Commander of the Supreme Guard Command
- Incumbent
- Assumed office 2020
- Preceded by: Yun Jong-rin

Personal details
- Occupation: Politician

= Kwak Chang-sik =

North Korean politician

Kwak Chang-sik (곽창식) is a North Korean politician who is serving as member of the 8th Politburo of the 8th Central Committee of the Workers' Party of Korea.

==Biography==
In March 2019, he was elected as a delegate to the 14th Supreme People's Assembly. On April 10, 2019, at the 4th Plenary Meeting of the 7th Central Committee of the Workers' Party of Korea, he was elected as a candidate member of the Party Central Committee and was appointed as the commander of the Supreme Guard Command, succeeding Yun Jong-rin. In December 2019, he attended the 3rd enlarged meeting of the 7th Central Military Commission of the Party and the 5th Plenary Session of the 7th Central Committee of the Workers' Party of Korea, and was promoted to a full member of the Central Committee.

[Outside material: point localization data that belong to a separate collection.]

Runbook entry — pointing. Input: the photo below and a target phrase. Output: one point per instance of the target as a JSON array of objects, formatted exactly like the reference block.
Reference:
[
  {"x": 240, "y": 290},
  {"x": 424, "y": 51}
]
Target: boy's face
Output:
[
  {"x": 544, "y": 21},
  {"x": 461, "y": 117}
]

In August 2020, he attended the 6th Plenary Session of the 7th Central Committee of the Workers' Party of Korea. In October 2020, he led the Supreme guard command column and attended the military parade marking the 75th anniversary of the founding of the party. In January 2021, he was re-elected as a member of the Central Committee at the 8th Party Congress. In February 2021, he attended the 8th 2nd Plenary Session of the Workers' Party of Korea.

He appeared at the military parade on April 25, 2022, leading the Supreme Guard Command column. In May 2022, he served as a member of the funeral committee of Hyon Chol-hae. He appeared leading the Supreme Guard Command column at the military parade marking the anniversary of the Day of Victory in the Great Fatherland Liberation War July 27, 2023.